Cientistas que analisam os dados da missão MAVEN, da NASA, identificaram um fenômeno atmosférico inédito em Marte que altera a compreensão sobre como o planeta interage com o vento solar. A observação, detalhada na revista Nature Communications, descreve a presença do efeito Zwan-Wolf, um mecanismo de compressão de partículas carregadas anteriormente registrado apenas em magnetosferas planetárias, como a da Terra.

O fenômeno foi detectado em dezembro de 2023, durante uma tempestade solar que atingiu a atmosfera marciana. Segundo a equipe de pesquisa liderada por Christopher Fowler, da West Virginia University, a constatação ocorreu após a observação de flutuações atípicas nos dados do campo magnético coletados pela sonda enquanto sobrevoava a ionosfera do planeta.

A mecânica do efeito Zwan-Wolf

O efeito Zwan-Wolf ocorre quando partículas carregadas são comprimidas ao longo de estruturas magnéticas conhecidas como tubos de fluxo, funcionando de maneira análoga a pasta de dente sendo espremida em um tubo. Enquanto na Terra esse processo atua como um escudo que auxilia na deflexão do vento solar, em Marte a dinâmica é distinta e mais complexa.

Como Marte não possui um campo magnético global, sua interação com o espaço é mediada por uma magnetosfera induzida, gerada pelo choque entre o vento solar e a ionosfera. A descoberta sugere que o efeito Zwan-Wolf pode ocorrer constantemente em níveis abaixo de 200 km de altitude, mas apenas eventos extremos de clima espacial amplificam o fenômeno a ponto de torná-lo detectável pelos instrumentos da MAVEN.

Implicações para a ciência planetária

A identificação deste processo em um ambiente não magnetizado fornece um novo modelo para estudar corpos celestes semelhantes, como Vênus e a lua Titã, de Saturno. A análise indica que o clima espacial tem um papel mais determinante na dinâmica atmosférica marciana do que se supunha anteriormente, afetando a distribuição de partículas carregadas na ionosfera.

Além do valor científico, entender essa interação é vital para a exploração espacial. A capacidade de prever como tempestades solares alteram o ambiente ao redor de Marte é um componente crítico para a segurança de futuras missões robóticas e humanas que operam na superfície ou na órbita do planeta.

O legado da missão MAVEN

Lançada em 2013, a MAVEN tem como objetivo central investigar a perda da atmosfera marciana ao longo de bilhões de anos. A descoberta recente reforça a importância de missões de longo prazo, que permitem aos pesquisadores identificar padrões anômalos em meio a grandes volumes de dados acumulados.
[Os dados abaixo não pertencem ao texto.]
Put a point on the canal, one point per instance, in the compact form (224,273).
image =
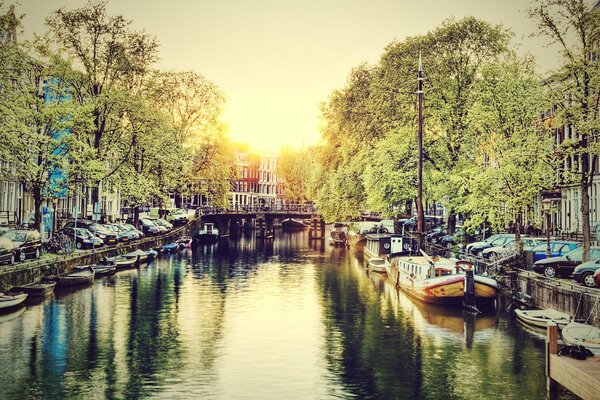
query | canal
(247,320)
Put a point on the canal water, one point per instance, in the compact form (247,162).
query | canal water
(245,319)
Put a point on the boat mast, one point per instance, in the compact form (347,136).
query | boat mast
(420,160)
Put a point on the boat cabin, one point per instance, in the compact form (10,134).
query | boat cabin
(382,245)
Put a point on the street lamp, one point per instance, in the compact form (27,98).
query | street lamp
(547,204)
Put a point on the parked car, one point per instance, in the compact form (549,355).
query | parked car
(84,239)
(161,222)
(597,277)
(495,240)
(97,229)
(557,248)
(7,254)
(122,236)
(149,228)
(563,265)
(509,248)
(130,228)
(584,273)
(27,243)
(176,216)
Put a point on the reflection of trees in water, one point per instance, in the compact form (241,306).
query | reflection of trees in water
(433,352)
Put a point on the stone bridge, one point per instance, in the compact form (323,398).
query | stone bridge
(261,218)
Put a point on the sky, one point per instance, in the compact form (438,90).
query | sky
(277,60)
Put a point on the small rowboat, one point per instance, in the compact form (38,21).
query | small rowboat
(184,242)
(123,262)
(40,289)
(138,255)
(377,264)
(11,300)
(588,336)
(151,254)
(79,276)
(171,247)
(102,270)
(540,318)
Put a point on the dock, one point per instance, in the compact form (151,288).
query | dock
(581,377)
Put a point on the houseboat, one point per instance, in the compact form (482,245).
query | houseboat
(208,233)
(437,280)
(382,245)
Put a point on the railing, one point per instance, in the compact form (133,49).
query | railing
(289,208)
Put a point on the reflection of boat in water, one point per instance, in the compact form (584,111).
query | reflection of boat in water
(540,318)
(292,224)
(438,281)
(443,322)
(9,301)
(576,333)
(40,289)
(376,264)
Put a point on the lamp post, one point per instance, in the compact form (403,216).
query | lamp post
(547,204)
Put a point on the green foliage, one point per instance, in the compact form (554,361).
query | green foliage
(294,166)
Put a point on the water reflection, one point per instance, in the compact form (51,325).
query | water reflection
(251,318)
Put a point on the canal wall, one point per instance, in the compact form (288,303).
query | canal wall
(33,270)
(570,298)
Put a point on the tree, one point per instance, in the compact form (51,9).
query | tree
(36,134)
(294,167)
(573,25)
(512,162)
(109,57)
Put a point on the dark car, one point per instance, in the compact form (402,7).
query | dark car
(563,265)
(97,229)
(149,228)
(122,236)
(495,240)
(584,273)
(131,229)
(7,254)
(84,239)
(557,248)
(27,243)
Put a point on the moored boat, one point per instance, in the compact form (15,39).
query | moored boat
(377,264)
(123,262)
(102,270)
(540,318)
(79,276)
(292,224)
(170,247)
(184,242)
(383,244)
(9,301)
(438,281)
(338,238)
(40,289)
(208,233)
(576,333)
(140,256)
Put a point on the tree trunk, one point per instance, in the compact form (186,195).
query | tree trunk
(451,223)
(585,213)
(37,201)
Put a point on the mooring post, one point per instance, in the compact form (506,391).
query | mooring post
(469,295)
(551,348)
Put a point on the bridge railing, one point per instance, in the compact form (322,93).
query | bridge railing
(285,208)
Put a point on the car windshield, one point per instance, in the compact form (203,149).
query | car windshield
(491,238)
(84,233)
(576,255)
(19,237)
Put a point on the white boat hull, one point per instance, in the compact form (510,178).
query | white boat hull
(540,318)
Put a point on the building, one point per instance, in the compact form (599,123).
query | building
(258,183)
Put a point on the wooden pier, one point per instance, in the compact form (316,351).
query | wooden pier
(582,377)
A análise contínua dos dados coletados pela sonda segue expandindo as fronteiras do conhecimento sobre o passado climático de Marte. A equipe de cientistas agora busca entender se o efeito Zwan-Wolf contribui diretamente para os processos de escape atmosférico que tornaram o planeta o ambiente árido observado hoje.

Perspectivas futuras

O que permanece em aberto é a frequência exata com que esse efeito ocorre em condições de calmaria solar. A equipe de investigação sugere que a descoberta abre uma nova frente de exploração sobre a física de plasmas em atmosferas planetárias, desafiando modelos teóricos vigentes.

À medida que os cientistas refinam a interpretação dos dados, o foco se volta para a comparação entre a magnetosfera terrestre e a induzida em Marte. O monitoramento contínuo das interações entre o Sol e o planeta vermelho permanece como uma das chaves para desvendar a história da habitabilidade marciana.